Hence, most manuscripts were recopied every few generations:
Of key importance was preserving the words, not the book. In some
cases, the most important thing was the act of writing the words.
For example, making copies of the Koran was compulsory for
pesantren students.

But while copying meant a constantly evolving text, a vibrant
living tradition and a high degree of literacy (largely due to
the Moslems' campaign of bringing books and literacy to rural
areas), it also meant little care in saving existing manuscripts.

Raffles

The practice of copying, however, proved its usefulness. The
plunder of cultural treasures was a colonial pastime, and British
Governor Raffles was no exception to the game. In 1808, he began
buying manuscripts from Malacca, eventually amassing more than
300 Malay prose works. Raffles then sent the loot off on a ship,
which later shipwrecked off Sumatra. But the Malays did not
begrudge his negligence -- the lost manuscripts were apparently
not originals, but new copies.

This tradition of copying defies the fantasy of illiterate,
isolated Indonesia. Illuminations documents that Indonesia's
writing traditions date back 2000 years ago, to the findings in
Bali of pottery shards containing Brahmanic script dated 100 -
400 A.D. The discovery infers not only a literate culture, but
one in active contact with overseas societies.

An indigenous literary tradition, however, dates back to an
Old Javanese script, circa 856 A.D. Many of the transcripts
concerned India's Mahabharata and Ramayana epics, although the
Javanese versions were not mere translations but revisions
according to Javanese specifications.

Antiquity is a key aspect of Javanese literary history;
another is its evolving dynamics with other traditions. As Ann
Kumar wrote, the evidence shows that the writing traditions were,
"constantly evolving, revealing and giving rise to major social
and intellectual transformations".

In time, the interaction between Malay and Arabic literary
traditions intensified, and many Malay works show the influence
of the Javanese panji stories. The relationship was two-way: As
Malay became the lingua franca of the trade network, Javanese
used Malay to communicate outside of their circle.
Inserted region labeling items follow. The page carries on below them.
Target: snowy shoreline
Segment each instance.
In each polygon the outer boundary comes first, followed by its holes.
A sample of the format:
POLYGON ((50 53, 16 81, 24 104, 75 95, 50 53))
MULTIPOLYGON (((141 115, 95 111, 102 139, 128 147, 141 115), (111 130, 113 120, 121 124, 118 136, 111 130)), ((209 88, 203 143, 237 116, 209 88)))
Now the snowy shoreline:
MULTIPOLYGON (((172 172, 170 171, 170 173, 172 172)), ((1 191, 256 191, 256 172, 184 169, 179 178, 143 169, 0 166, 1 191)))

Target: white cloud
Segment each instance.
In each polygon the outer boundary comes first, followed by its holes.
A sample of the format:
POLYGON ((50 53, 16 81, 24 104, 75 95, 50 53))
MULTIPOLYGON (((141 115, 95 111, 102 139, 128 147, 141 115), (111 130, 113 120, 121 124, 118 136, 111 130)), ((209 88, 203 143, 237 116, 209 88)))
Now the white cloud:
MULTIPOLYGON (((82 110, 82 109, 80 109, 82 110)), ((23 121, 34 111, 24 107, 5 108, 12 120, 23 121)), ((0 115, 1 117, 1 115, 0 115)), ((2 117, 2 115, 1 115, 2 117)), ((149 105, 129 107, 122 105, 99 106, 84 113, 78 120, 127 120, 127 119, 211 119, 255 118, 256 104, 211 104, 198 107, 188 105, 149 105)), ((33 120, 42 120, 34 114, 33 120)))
Interestingly,
Malay was written in Arabic script (and not the Kawi script of
Old Javanese), but in both Arabic and older Malay, the Malay
script was called Jawi (a derivative of "Javanese").

But the diversity of the archipelago's manuscript traditions
would soon be homogenized by a 19th-century phenomenon: the
printing revolution. The Islamic community began turning to
lithography to copy their manuscripts. This copyist tradition is
now all but extinct. What academics mourn are not only the lost
texts, but the traditional method of preserving the texts.

The printing revolution emptied out not only the pesantren
(Islamic school), but also the national libraries, while filling
up colonial libraries, whose "manuscript cabinets were filled
with the corpses of dead texts". Printing meant buying a book
costed the same as borrowing a manuscript. Manuscript libraries
eventually emptied their shelves to European collectors.

And who should care? The nation should, argues Lontar. Lontar
maintains that despite the high costs of preserving cultural
artifacts, it is a vital step in cultural continuation. Lontar
adds that taking care of the manuscripts is part of their efforts
in taking care of cultural continuation. "We are starting with
written literature, then we will follow with oral traditions,"
said Lontar director Adila Suwarno. The oral traditions which
accompany the literary traditions are as fragile, if not more so,
than the manuscripts, explained Suwarno.

Thus, technical efforts to improve manuscript restoration, by
keeping the air-conditioning at an even temperature, upgrading
archival materials and training conservators may be futile
without parallel efforts in promotion and education. As
conservationist Alan Feinstein wrote, "If no one cares about
reading (the manuscripts), there is little point in conserving
them." What is at stake here are not only pretty pictures on
antique books, but the important history and knowledge the texts
impart. It's time to listen to the trees falling in the forest,
and not just the clamor of building construction.